また、茉莉の口から悲鳴が洩れた。人型が動きはじめたときとは異なる音色の声。

背後からまわった優也の両手が、ブラウスのふくらんだ胸を抱いた。驚いて身体を硬くする茉莉の耳に、優也が小声で告げる。

「お化けたちの中に入ろう」

優也は自分が決意したことが不思議だった。繭が書いた物語を思い出し、タイミングを合わせたように人型が動くのを目にして、心が動いた。今も次々と回転して向きを変える人型たちに、自分たちの中に入ってこいと誘われているように感じる。

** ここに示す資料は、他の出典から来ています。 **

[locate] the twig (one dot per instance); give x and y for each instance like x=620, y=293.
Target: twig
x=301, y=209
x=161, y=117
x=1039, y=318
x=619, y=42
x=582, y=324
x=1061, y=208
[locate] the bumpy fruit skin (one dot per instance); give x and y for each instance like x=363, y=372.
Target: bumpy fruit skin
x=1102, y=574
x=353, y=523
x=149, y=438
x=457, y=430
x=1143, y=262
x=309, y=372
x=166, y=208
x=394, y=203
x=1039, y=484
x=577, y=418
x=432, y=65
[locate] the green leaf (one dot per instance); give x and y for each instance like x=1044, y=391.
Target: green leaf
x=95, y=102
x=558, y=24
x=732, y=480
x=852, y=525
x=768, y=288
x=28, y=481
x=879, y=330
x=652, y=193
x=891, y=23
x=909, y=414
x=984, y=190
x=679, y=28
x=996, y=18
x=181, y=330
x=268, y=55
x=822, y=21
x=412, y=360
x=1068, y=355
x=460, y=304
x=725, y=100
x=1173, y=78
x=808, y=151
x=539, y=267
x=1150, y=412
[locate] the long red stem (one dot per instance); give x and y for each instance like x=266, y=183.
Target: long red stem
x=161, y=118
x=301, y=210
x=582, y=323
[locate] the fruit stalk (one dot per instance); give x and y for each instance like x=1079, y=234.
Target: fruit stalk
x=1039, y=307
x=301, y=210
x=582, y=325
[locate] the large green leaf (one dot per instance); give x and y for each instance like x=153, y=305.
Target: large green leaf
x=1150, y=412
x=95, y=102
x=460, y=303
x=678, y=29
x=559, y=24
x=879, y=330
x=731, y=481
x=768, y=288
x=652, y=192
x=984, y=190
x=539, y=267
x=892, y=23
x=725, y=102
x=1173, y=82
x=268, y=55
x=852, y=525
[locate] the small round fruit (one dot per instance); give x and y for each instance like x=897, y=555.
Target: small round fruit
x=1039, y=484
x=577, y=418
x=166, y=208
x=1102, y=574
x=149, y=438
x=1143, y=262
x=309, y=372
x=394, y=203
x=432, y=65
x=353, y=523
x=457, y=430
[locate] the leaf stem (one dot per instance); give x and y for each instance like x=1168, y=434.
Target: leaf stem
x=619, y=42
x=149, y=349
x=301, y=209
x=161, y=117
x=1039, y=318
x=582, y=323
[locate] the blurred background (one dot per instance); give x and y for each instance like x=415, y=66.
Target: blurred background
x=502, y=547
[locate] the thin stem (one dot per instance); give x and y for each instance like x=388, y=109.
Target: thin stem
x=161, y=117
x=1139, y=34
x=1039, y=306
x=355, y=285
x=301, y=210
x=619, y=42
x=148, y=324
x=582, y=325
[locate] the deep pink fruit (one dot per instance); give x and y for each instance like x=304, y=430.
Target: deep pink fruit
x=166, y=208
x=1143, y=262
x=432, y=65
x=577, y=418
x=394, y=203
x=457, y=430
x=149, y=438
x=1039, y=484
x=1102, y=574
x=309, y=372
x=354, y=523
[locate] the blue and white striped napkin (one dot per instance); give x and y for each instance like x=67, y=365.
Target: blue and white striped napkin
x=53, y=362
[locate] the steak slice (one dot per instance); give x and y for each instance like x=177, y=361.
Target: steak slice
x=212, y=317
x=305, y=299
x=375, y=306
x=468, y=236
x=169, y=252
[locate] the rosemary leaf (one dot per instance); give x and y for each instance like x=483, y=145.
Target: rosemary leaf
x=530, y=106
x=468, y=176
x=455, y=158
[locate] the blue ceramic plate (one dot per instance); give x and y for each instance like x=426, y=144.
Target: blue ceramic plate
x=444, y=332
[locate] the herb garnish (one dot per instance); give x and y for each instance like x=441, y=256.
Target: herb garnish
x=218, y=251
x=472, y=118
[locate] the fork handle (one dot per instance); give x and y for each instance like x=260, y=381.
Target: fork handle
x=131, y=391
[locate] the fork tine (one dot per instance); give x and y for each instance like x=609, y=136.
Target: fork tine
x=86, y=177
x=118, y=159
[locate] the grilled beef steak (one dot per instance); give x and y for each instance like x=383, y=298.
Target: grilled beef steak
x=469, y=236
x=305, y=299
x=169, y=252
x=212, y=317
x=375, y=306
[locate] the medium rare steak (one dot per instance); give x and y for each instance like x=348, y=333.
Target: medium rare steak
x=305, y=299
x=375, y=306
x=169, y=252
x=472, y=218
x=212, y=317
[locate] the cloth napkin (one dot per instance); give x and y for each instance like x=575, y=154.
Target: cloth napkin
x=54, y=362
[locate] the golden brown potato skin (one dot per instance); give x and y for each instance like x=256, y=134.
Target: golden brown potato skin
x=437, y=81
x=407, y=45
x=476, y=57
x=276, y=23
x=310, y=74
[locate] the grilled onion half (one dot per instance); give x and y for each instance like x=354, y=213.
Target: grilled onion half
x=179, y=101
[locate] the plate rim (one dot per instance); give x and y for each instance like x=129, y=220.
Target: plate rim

それとともに、ここで茉莉ちゃんとしたい、という欲望が入道雲のごとく湧き上がって、背後から抱きしめたのだ。

(これも、芸術の力なのかな)

もう一度、茉莉に言い聞かす。

「お化けたちの中に入ろうよ」

「…………」

茉莉は答えられず、口ごもってしまった。背後から抱かれた瞬間に、体内に不安と羞恥心が大きく広がる。

しかし母の本の記憶に呼応するように動き出した人型を見ていると、まるで母親から挑戦を受けている気がする。まわる身長三メートルの人型の集団の中から、母の白い手が伸びて、艶めかしくおいでおいでをしているイメージが、目の前に浮かぶ。

(これは、なに! まるっきり母さんが書く話みたい。わたしはそれほど強く影響を受けてるの?)

自嘲しながら、茉莉は母の挑戦とも誘惑ともつかないものを受けた。顔を、背後から抱きしめる優也へ向ける。

「はい、先生。入ります」

返事をした途端に、胸が熱くなった。

優也の腕が、乳房のふくらみに強く押しつけられて、ブラウスの表面に段を作っている。乳肉の下半分が圧迫されている感覚を、茉莉は鮮明に感じる。

(胸に先生の腕が当たっている部分が、とってもピリピリする)

処女を卒業してからの一週間で、毎日ではないが、優也に揉まれ、舐められ、愛撫された。そのたびに、豊かな乳房は悦びを感じやすくなってきているのがわかる。

しかし、今の感覚はもっと特別なものだ。